Pensei que a maior lição que narciso nos dá nada tem que ver com as consequências do egoísmo, da vaidade ou do desprezo pelo próximo. Não é culpado dos defeitos da humanidade nem da situação em que foi colocado pelo oráculo que lhe destina a morte no momento em que vê o seu próprio reflexo na água e acaba por definhar, perdido na sua beleza e no amor-próprio, essa noção moderna que impingimos uns aos outros como forma de desculparmos a nossa imperfeição e encontrarmos a felicidade tranquila que nos torna mansos, desinteressados, desinteressantes, incapazes de pensamento crítico e de revolta. A verdade das histórias reside na boca de quem as conta e reconta e no recontar deturpou-se e perdeu-se a essência dessa verdade. E a verdade é que narciso é o herói da luta contra os brandos costumes, contra a aceitação da homogeneidade da espécie humana. Ele recusa o amor não correspondido e apenas deseja partilhar aquilo que no seu íntimo aceita como profundamente real. Não há nada falso em narciso, nada escondido, nada politicamente correto. Acredita na sua esplendorosa beleza e maravilha-se com a possibilidade de ser diferente, de ser único, de ser especial. Essa é a dádiva que nos deixa, a consciência da individualidade que se torna plena quando, contrariando o que lhe era imposto sob pena de tropeçar pela espiral dos dramas humanos, vislumbra o seu próprio reflexo. É por isso que narciso é o herói da história. Sacrifica a sua vida para que tenhamos consciência de nós próprios como seres diferentes de todos os outros, ao mesmo tempo que nos alerta para os perigos da salvação: Em terra de cegos quem tem olho é linchado, crucificado, apedrejado, ridicularizado e morto.
Penso, leio observo, discuto, ponho em causa e questiono, aceito a minha individualidade mas sempre com a consciência de que o conhecimento e a inteligência não trazem felicidade. Trazem consciência e sabedoria. Para cada um de nós valerá ou não o sacrifício.

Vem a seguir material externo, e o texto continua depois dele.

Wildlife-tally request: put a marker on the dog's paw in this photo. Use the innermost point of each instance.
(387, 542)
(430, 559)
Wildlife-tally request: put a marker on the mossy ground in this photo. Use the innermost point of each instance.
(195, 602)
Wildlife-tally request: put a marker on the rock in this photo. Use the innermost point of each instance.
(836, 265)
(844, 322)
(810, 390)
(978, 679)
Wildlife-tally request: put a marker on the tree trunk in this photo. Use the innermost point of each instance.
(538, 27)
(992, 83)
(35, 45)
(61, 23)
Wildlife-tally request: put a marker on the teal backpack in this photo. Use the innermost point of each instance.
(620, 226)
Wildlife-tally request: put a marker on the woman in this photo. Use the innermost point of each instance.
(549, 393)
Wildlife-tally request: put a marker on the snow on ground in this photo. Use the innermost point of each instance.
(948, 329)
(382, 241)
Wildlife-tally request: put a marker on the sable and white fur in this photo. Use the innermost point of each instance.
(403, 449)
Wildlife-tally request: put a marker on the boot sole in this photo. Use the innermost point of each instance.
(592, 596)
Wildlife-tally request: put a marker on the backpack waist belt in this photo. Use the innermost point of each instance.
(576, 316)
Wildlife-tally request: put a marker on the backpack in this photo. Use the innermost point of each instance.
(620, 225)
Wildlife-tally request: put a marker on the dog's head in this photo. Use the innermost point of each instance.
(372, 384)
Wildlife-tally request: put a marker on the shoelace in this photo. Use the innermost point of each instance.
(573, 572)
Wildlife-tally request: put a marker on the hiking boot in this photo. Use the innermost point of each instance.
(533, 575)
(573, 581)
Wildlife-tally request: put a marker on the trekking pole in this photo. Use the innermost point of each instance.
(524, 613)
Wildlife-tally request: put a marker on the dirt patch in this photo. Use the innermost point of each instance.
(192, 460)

Pensei que nada disto tem que ver contigo nem com as tuas belas costas mas pensei também que gostava de ter tido esta conversa contigo. Mas não podia. Já não estavas ali.

Por Simon Frankel

nascido a sete de abril de 1982 em Melbourne, Austrália, filho de mãe portuguesa, o pai nasceu no Brasil e viveu a vida toda na Austrália, o avô paterno era alemão, a avó paterna era húngara e a bisavó paterna era romena. Do lado do pai todos judeus, os avós fugidos da perseguição nazi conheceram-se em Inglaterra e foram viver para o Brasil e mais tarde para a Austrália. Os pais conheceram-se no Perú e nesse mesmo dia decidiram casar, o que fizeram dois meses depois. Ainda hoje são felizes. Estudou, deixou de estudar, trabalhou e voltou a estudar. É ator e agricultor/estudante. Come as maçãs todas e deixa só o pauzinho, come os olhos do peixe e os rabos queimados das sardinhas. Sociável e tímido, finge que não é, ninguém acredita. Odeia palmas e opiniões. É fundamentalmente de esquerda porque não existem intelectuais de direita. É apolítico e simpatizante anarquista. É confuso, mas gosta de ser assim. Gosta de ser.